Start with this idea: without a hub, you’re explicitly relying on the infrastructure that already exists wherever your user happens to be. In almost all cases, that means you have to rely on WiFi. For many products, carte blanche WiFi implementation just isn’t practical. Not only is there a major cost with slamming a WiFi chip into everything (see: HitchHiker’s Guide to IoT Standards and Protocols), but there’s also serious hangups during first time setup as well as ongoing maintenance nuisances— you have to create a system to hand each device credentials in the field, many of which are headless devices and thus inconvenient for your users. Secondly, those credentials can’t break ever. For simple devices, you theoretically could use WPA2 with some pre-shared key, but that means you’ll be relying on some hard coded credential for your user's WiFi infrastructure; for many deployments that is unacceptable because often we need an authorization scheme that can turn users on and off.
There are a few alternatives to WiFi that don’t involve a hub. Some products, for example, don’t need persistent connectivity. Take a Bluetooth button for example—it uses a smartphone as ‘infrastructure,’ and if it’s not in range of the phone it’s paired with, the button doesn’t work. If spotty connectivity isn't ok with your use case, then another option is cellular. While cell connectivity is an obvious choice for outdoor applications, it may also a good choice for indoors when you want zero touch provisioning for the user or you need a persistent backhaul to the internet, such as with security products. Keep in mind, it’s usually a small amount of data being moved across many concurrent connections-- negotiating with the MVNOs is critical here because you’re paying for the number of open connections as well as amount of data. Between the costly WiFi/cell path or persnickety short range options, going to some kind of mesh network solves a lot of problems, and it means launching with a hub of some kind.
In the world of consumer products, that’s where this is really hard because it's an additional piece of hardware to fiddle with, and hardware is hard; this conundrum has been an age old discussion in home automation. Incidentally, the cure-all for home connectivity is the nut Zigbee was trying to crack, but there’s just not enough user adoption. There’s some SmartThings and Wink hubs out in the world which provide some Zigbee coverage, but it’s simply not nearly enough to bet the farm on it as a product manager launching a connected thing into the world. The tiny fraction of households that do have some mesh based hub are still a tough bet because those products may not even have longevity (see: Revolv).

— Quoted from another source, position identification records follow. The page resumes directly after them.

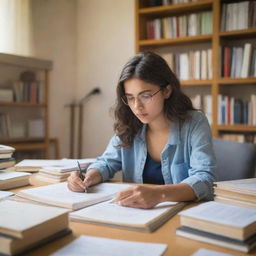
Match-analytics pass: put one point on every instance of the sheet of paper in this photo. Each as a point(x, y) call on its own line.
point(206, 252)
point(5, 194)
point(113, 213)
point(5, 175)
point(222, 213)
point(95, 246)
point(58, 194)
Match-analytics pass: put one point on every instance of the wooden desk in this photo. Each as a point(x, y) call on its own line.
point(177, 246)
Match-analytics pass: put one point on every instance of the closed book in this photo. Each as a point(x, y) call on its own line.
point(221, 219)
point(34, 224)
point(223, 241)
point(10, 179)
point(59, 194)
point(111, 214)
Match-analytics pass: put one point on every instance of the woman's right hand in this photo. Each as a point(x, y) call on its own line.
point(76, 184)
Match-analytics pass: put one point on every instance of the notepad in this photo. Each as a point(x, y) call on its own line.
point(95, 246)
point(60, 195)
point(112, 214)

But don’t fret: putting a hub out there opens up a world of possibilities. Once you realize your product exists alongside others, you start to build an integration story that evolves into more features you can monetize. Instead of hanging your hat on a mythical far future standard that hands you interoperability with everything, launching with a hub allows you to immediately bridge across these different standards—you can stack as many radios into a hub as your product definition calls for. Even a hub that only supports WiFi means that you can take direct local control of devices that typically talk to their own clouds. Depending on your application, this will work out well for you because then you don’t have to worry about the third party data policies, thanks to the precedent set by court over jailbreaking iPhones. Basically, as an owner of the hardware, the consumer can do anything they want—hack it, hit it with a hammer, or give you permission to access it. So, with your hub sitting there in direct control, you become the arbiter of that data.

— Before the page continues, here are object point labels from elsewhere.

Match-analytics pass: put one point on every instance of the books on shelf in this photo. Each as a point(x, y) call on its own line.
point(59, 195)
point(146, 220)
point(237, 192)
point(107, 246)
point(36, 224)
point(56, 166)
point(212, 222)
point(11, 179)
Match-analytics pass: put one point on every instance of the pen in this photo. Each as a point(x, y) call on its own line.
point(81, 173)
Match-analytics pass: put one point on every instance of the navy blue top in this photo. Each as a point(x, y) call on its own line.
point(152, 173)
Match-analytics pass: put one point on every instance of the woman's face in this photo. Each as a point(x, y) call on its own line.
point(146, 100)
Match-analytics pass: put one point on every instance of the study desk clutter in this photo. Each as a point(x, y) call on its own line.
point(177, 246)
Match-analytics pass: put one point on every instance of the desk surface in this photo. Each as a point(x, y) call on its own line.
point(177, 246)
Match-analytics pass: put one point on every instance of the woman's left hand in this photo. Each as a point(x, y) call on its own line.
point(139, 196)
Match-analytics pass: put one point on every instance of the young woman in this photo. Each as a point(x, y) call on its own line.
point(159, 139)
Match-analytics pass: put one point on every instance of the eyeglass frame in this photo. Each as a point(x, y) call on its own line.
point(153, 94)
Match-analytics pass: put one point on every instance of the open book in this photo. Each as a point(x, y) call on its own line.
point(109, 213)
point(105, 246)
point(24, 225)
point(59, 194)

There’s more. The hub can be a much more reliable and fast experience than the device being directly connected to the internet. In the latter case the device has to keep an active open connection to some cloud, and that’s either a huge battery cost or just more attention span than many of these devices should possess. Ultimately, this setup lends itself to a very poor performance. A local hub can devote its attention to simultaneously maintaining a real time connection to the cloud and to its downstream devices, brokering messages a lot faster than the device maintaining its own connection. Connectivity is not free, and it doesn’t just cost in the latency or the amount of data sent. There’s a real cost to keeping a connection open with a server. A dozen connected lights in a customer’s home that speak WiFi and talk directly to the internet are that many open connections one must maintain (and pay for) in the cloud, and that starts to become expensive. With a hub in the equation, 12 connections becomes 1.

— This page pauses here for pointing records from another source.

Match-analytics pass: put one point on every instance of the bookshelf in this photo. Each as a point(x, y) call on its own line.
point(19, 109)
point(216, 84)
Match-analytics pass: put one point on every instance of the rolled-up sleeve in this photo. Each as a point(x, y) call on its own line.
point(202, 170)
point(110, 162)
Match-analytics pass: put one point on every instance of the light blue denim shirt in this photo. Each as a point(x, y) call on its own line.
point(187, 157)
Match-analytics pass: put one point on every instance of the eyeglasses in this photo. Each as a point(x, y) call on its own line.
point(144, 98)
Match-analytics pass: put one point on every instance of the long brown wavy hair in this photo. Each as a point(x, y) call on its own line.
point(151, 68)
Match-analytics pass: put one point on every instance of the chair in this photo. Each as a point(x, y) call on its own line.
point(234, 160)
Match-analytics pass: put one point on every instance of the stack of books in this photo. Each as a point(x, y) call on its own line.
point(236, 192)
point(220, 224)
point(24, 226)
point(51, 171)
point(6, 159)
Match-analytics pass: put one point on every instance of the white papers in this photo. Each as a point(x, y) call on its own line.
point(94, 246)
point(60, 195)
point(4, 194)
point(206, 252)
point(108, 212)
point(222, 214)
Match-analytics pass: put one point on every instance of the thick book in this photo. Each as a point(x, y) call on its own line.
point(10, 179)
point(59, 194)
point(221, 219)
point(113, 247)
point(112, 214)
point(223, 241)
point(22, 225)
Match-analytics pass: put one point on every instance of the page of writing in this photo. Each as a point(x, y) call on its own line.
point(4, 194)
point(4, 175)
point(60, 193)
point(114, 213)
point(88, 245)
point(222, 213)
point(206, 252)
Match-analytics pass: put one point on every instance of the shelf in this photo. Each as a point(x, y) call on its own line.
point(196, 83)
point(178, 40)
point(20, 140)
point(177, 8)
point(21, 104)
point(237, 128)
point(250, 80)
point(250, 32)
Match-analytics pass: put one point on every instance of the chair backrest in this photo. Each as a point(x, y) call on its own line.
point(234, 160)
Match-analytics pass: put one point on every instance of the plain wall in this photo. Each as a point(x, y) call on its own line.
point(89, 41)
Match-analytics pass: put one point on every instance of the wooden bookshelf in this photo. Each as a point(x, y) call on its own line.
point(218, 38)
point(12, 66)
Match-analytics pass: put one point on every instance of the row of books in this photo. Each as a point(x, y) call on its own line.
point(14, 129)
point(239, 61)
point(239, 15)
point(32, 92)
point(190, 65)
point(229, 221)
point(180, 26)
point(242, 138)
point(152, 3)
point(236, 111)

And don't worry about building a hub yourself. Sure, you could if you wanted to, and we even provide some reference designs on request. But, the easiest thing is to do your POC and beta with off-the-shelf options such as the Raspberry Pi, and source an "original design manufacturer" (ODM) hub from the likes of Foxconn for your product launch.
Today you may launch some devices in the field with Bluetooth for local control, but tomorrow the market may demand cloud support that would be enabled by a hub. This 'hub optional' infrastructure will support both conditions natively, and the consumer doesn’t have to deal with any fuss as you further enable your product down the line.